“She shook her head. ‘It’s too bizarre. It couldn’t be pulled off with Chadbourne anymore than with Kennedy. The office is too public.'” (142)

Well, the title says it all. Iris Johansen did an amazing job writing her characters and pulling the story together the way she did. I love a good conspiracy theory and this novel delivered those lovely qualities. Murder. Sex. Lies. It was quintessential conspiracy. It involved my favorite one of all–The Kennedy Family–America’s Royal Family. Was Kennedy really assassinated by Oswald or others? Where is his brain? Etc. Learning more and more about me every entry, aren’t we? Anyway…

Due to the importance of body language, specifically within this novel, I should mention the following. I have been told that it is difficult to read me–and sometimes I am greatful it is that way. But that is another story altogether. Reading body language is fascinating and I have  started trying to do just that. The direction of someone’s feet and their shoulders, eye movements, or lack of movement, the scratch of a nose or ear lobe. It might be totally horrible to do that, but hey, it is entertaining. In any case, I loved Johansen’s use of body language when describing the antagonists and protagonists.

Speaking of protagonists, Eve Duncan is a forensic sculptor. Most of the time, many authors spend the first few chapters giving you some kind of backstory to the character. That does not happen here. Duncan tells her story without the help of Johansen. It was kind of funny how greatly I connected with Eve and the correlations between her mother and mine. Granted–yes, I know, they are characters, but that does not stop what you feel when reading a novel. I think it is so important to draw connections between yourself and a character, that way, you enjoy the novel more than others. Now, if you are the kind of person who, after watching an action movie with lots of explosions and/or read a book with lots of action finds themselves wanting to pull off the stunts made visually and mentally available, I’d suggest staying far away from these book. Just saying. We don’t need a speed boat accident.

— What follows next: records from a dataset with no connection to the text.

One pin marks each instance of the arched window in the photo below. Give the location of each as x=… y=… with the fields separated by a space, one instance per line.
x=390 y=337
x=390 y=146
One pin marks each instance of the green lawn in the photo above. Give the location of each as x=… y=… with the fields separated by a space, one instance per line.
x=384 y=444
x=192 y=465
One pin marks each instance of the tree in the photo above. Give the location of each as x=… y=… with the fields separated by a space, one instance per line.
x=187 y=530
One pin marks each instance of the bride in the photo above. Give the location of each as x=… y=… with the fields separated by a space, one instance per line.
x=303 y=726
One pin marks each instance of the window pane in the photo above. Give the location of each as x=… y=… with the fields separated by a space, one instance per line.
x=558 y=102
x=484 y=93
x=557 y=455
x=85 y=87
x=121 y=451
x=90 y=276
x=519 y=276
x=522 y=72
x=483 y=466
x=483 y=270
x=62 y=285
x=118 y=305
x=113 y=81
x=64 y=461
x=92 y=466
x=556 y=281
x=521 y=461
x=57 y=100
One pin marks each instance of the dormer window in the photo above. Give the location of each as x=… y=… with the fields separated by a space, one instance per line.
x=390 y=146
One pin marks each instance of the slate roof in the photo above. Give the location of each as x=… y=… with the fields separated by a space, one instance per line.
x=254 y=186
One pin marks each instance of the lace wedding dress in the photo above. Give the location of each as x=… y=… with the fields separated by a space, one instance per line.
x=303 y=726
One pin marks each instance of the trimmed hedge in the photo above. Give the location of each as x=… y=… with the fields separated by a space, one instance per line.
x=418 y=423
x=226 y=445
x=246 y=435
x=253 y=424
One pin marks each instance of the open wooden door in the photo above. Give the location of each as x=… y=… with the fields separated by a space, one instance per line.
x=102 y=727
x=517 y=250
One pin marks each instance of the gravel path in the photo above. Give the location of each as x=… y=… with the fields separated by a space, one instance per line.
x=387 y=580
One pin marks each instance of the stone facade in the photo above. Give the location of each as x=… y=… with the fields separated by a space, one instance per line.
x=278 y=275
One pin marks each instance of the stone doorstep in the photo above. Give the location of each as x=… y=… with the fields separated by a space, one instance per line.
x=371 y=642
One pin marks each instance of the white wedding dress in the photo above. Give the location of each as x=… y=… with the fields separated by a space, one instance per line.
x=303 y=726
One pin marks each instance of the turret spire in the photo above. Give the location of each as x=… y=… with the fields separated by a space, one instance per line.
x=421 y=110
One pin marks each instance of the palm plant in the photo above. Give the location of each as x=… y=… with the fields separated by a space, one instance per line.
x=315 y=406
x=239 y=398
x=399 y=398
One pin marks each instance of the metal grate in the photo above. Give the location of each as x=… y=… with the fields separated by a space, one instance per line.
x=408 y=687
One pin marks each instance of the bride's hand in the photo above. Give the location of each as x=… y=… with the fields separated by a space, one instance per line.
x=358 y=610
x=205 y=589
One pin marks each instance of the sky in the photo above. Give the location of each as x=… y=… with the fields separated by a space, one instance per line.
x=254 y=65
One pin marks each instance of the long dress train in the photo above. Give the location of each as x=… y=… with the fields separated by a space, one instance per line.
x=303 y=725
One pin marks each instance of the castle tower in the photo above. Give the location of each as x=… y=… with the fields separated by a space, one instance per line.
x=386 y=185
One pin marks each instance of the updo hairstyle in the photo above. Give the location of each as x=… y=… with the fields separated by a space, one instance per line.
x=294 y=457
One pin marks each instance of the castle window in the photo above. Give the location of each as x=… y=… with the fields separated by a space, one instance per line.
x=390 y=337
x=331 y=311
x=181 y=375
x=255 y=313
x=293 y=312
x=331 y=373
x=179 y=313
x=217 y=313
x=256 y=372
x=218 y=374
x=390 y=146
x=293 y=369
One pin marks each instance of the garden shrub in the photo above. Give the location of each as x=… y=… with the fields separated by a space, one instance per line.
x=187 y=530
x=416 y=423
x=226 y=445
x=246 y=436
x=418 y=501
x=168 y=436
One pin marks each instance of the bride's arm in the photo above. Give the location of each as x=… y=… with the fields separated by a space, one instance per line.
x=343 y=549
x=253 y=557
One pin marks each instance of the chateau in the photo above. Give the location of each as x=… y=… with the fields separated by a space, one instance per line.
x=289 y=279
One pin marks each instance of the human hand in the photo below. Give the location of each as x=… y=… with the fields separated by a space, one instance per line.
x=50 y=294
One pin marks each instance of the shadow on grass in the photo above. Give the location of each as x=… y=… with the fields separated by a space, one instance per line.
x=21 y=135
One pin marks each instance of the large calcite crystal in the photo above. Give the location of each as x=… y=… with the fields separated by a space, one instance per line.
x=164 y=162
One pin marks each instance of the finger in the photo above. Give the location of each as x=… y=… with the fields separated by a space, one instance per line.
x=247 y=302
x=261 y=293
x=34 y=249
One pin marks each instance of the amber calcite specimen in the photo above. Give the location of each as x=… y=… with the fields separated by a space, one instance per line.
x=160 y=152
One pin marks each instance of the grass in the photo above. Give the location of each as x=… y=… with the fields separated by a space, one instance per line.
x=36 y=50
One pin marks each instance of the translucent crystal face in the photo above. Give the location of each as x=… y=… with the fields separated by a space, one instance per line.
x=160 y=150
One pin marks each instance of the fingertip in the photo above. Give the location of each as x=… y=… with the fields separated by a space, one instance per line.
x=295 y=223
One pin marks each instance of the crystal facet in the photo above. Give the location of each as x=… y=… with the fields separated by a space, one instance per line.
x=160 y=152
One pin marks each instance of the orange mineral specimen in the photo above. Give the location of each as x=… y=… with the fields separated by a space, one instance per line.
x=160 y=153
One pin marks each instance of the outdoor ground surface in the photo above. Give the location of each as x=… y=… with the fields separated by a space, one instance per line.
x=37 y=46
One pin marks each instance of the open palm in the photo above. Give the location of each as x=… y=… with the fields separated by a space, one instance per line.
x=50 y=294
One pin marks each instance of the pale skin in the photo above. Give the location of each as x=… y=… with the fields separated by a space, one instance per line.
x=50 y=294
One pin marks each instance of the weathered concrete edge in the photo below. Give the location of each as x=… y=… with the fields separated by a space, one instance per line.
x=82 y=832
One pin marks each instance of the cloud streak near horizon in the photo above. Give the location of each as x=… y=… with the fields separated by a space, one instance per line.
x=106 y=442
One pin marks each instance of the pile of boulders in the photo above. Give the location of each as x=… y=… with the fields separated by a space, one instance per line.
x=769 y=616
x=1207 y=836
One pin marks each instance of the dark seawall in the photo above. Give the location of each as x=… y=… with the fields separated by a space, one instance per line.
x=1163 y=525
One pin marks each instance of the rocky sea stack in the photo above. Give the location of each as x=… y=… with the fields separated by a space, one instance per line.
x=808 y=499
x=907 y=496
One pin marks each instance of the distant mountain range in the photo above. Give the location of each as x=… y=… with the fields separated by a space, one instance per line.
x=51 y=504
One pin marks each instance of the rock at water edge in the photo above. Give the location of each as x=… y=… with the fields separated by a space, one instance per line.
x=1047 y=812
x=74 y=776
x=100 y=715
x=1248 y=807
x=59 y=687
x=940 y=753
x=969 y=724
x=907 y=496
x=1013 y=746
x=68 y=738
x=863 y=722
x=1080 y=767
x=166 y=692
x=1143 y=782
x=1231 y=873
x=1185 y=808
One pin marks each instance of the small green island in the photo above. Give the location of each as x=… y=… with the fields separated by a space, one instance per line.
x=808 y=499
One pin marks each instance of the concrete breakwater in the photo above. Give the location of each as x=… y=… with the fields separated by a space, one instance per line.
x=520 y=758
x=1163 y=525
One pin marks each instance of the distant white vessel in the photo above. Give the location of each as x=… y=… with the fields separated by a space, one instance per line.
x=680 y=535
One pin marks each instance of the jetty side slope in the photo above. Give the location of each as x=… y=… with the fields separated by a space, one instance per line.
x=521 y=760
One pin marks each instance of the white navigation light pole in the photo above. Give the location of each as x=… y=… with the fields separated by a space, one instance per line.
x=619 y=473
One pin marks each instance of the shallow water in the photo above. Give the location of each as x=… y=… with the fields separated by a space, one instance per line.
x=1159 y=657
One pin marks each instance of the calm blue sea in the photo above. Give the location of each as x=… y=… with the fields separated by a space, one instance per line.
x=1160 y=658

I enjoyed Eve’s desire to find her daughter who has been missing for eight years. That sounds horrible, but you can tell a mother (who has a sick kick for action) has written this novel. On a higher note, I can’t wait to begin reading the next novel. Granetd, I have read Killing Game before, so it it will be a different experience reading that novel than it was for never having read The Face of Deception. So, I am giving The Face of Deception a 3.5/4 out of 5. Well written and perfectly planned out.